Having gone three months without as much as going near his cue, the 23-year-old estate agent from Motspur Park returned to the table in September and has not looked back since.

He rejoined Raynes Park Conservatives Club, where his dad Mauro had spent a lot of his playing days, and went undefeated in winning the league’s first division title and the Skinner Cup, along with the rest of his team, brother Alex, three-time former league winner Jeff Smithers and his 15-year-old prodigy son Jack.

Dandrea also picked up trophies for the highest break of the season, 74, and the most breaks of more than 25, of which he made 17.

“After my dad died I didn’t pick up a cue for three months,” he said.

“But I decided he would have wanted me to have a good go at it and it has all been for him this year.

“He played in the league for 31 years and it was a real passion of his – everyone knew who he was and had a lot of time for him.

“He played at Raynes Park for 22 years before we moved to Wimbledon Village a couple of years ago to play for them.

“But after he died we thought, as this season was going to be for him, we would go back to where he loved playing the game, and that was with Raynes Park.

“And now I have done everything.

“I have won the division, the Skinner Cup, made the most breaks of more than 25 and the highest break of all three divisions.

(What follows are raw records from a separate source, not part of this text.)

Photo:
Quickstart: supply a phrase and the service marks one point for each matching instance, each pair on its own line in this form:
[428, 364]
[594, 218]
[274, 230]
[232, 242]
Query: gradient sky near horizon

“And, if you ask anyone else in the league, they will probably say I am the best player in the division now.”

The team now move up to the semi-professional Premier Division, where they will need Jack, hotly tipped for stardom on the pool circuit, to be at his best.

“Jack is a top drawer pool player who plays for England and he has been tipped to be pretty tasty in the future,” said Dandrea.

“He will be a professional, I have no doubt about that, and I think Jimmy White has already tipped him to be a pool world champion.

“He is awesome to watch and at just 15 he has done very well, making a lot of the older men feel very silly if they don’t know what he has done.

“The Premier Division is semi-professional so once you get there you have to start practising three or four times a week or you will lose 2-0 every time.”